Regarding the balance of justice, the Court applied the framework from Merck Sharpe & Dohme and considered the adequacy of damages, delay, and the Plaintiff’s undertaking as to damages. The Court found that the Property is a commercial investment asset, making damages generally an adequate remedy. The Plaintiff failed to demonstrate irreparable harm or that damages would be inadequate.
Delay was considered but its weight was limited because the Plaintiff acted promptly once the Property was advertised for sale in 2021, despite prior delay in challenging earlier appointments and sales.
The Plaintiff’s undertaking as to damages was found to be of limited value due to significant indebtedness and inability to prove capacity to satisfy damages, an important factor weighing against granting the injunction.
The Court rejected the Plaintiff’s argument that exemplary damages imply inadequacy of compensatory damages, reasoning that exemplary damages are a form of damages and do not negate the adequacy of damages generally.
Several new arguments and submissions by the Plaintiff post-hearing were disallowed as impermissible re-argument or matters reserved for substantive trial.

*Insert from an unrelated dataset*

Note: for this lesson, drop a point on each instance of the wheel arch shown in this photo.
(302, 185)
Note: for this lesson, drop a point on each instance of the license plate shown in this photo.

Overall, the Court concluded that while a fair issue exists, the balance of justice does not favor granting the interlocutory injunction restraining the sale of the Property.
Holding and Implications
The Court REFUSED the Plaintiff's application for interlocutory injunctions restraining the sale of the Property.
The direct effect of this decision is that the sale of the Property by the receivers may proceed pending the substantive hearing. The Court did not establish any new legal precedent but applied existing principles concerning interlocutory injunctions, the power of sale by receivers, and the adequacy of damages. The Plaintiff retains the right to litigate substantive issues including the validity of the loan transfer and receiver appointments at trial.